BARI – “Abbiamo gestito male la situazione generale facendo quello che non dovevamo in termini di non possesso. Bisognava giocare in avanti. Invece ci siamo tirati addosso l’avversario. Sul 2-1 la partita si è riaperta e sono cambiate le condizioni psicologiche. Dobbiamo analizzarci bene tutti. Una partita così la pareggi se hai dei limiti. Devi farti un esame di coscienza. Parliamo di due punti persi e fa molto male. La partita era vinta. Dovevi avere la forza e l’astuzia di condurla in porto”. Questa l’analisi aspra e decisa di Moreno Longo a pochi minuti dal 2-2 del suo Bari contro la Reggiana.

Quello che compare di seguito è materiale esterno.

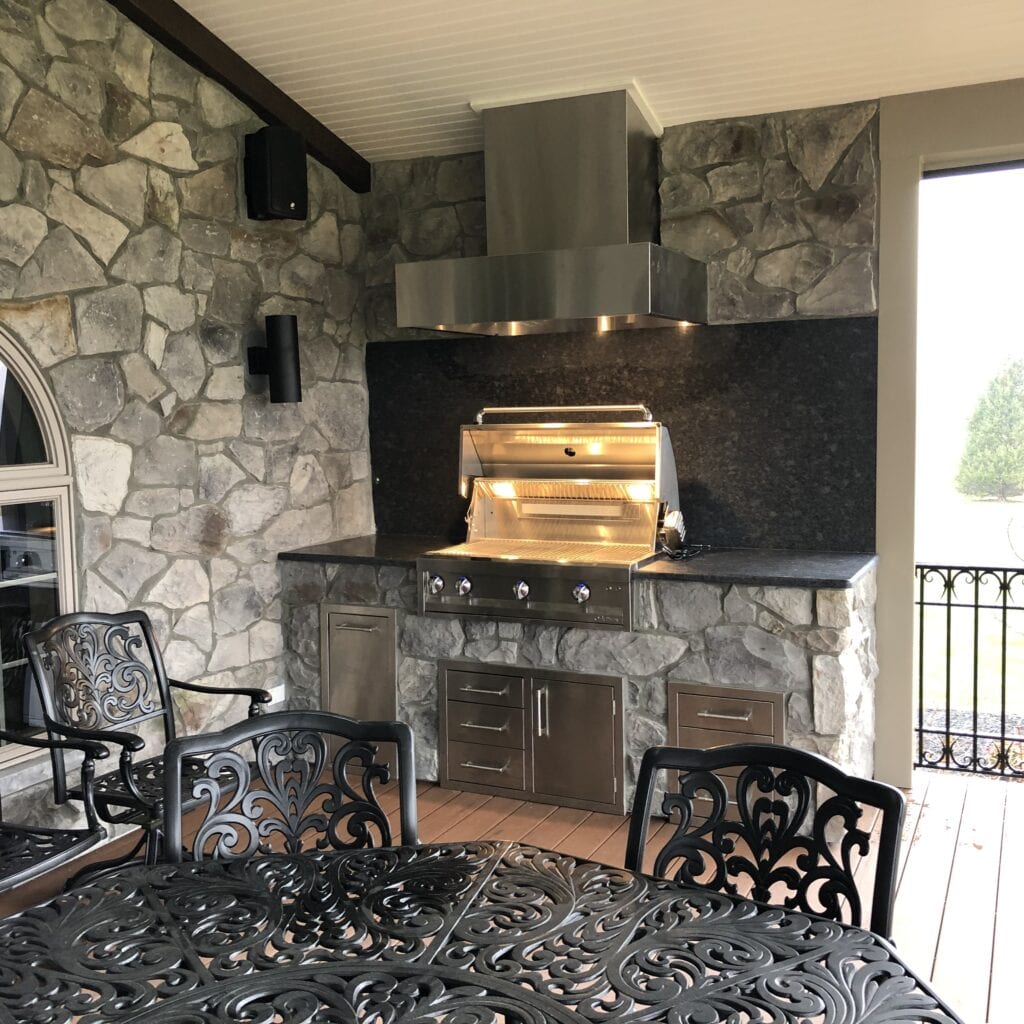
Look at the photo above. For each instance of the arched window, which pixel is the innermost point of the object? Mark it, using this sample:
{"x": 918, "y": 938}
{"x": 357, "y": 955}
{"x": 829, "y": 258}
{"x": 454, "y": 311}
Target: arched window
{"x": 36, "y": 535}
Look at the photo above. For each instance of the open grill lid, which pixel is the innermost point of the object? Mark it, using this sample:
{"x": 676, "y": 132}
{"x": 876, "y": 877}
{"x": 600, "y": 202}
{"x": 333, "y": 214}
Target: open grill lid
{"x": 540, "y": 489}
{"x": 621, "y": 460}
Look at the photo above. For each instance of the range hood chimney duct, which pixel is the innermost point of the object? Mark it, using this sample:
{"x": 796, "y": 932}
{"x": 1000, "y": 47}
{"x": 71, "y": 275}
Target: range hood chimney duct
{"x": 572, "y": 229}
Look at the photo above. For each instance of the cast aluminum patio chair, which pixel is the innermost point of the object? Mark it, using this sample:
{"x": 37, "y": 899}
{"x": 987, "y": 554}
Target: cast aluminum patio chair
{"x": 100, "y": 677}
{"x": 276, "y": 783}
{"x": 28, "y": 851}
{"x": 757, "y": 819}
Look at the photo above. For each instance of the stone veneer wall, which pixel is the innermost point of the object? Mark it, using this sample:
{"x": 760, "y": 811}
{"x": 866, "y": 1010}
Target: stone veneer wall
{"x": 128, "y": 270}
{"x": 815, "y": 646}
{"x": 782, "y": 207}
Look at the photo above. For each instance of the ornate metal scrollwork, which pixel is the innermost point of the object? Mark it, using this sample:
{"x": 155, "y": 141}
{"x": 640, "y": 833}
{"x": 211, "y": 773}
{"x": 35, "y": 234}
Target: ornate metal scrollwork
{"x": 249, "y": 804}
{"x": 769, "y": 837}
{"x": 100, "y": 675}
{"x": 463, "y": 934}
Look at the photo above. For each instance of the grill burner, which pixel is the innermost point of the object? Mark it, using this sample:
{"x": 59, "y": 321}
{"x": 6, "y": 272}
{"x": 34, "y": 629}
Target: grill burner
{"x": 560, "y": 514}
{"x": 552, "y": 552}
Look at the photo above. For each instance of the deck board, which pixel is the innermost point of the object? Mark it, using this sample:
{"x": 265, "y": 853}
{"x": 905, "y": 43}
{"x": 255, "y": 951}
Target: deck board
{"x": 965, "y": 948}
{"x": 1005, "y": 989}
{"x": 921, "y": 897}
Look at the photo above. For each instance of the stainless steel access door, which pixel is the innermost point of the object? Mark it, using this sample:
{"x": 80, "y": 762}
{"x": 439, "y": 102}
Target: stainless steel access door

“Gli inserimenti di Favilli e Novakovich – aggiunge il tecnico biancorosso – volevano premiare due ragazzi che si allenano bene. Due innesti azzeccati. E’ normale essere preoccupati. I punti persi adesso sono troppi. Contraccolpo psicologico? Ognuno di noi si deve prendere le proprie responsabilità”.
La chiosa del tecnico: “Abbiamo sbagliato soprattutto la gestione del doppio vantaggio. Un conto è mantenere un possesso finalizzato ad andare in avanti. Un altro è muovere la palla per far passare il tempo. E non va bene. Se metti tre palle dietro sul sinistro, piede debole di Radunovic, vuol dire che non sei lucido. Pareggiare così fa male”.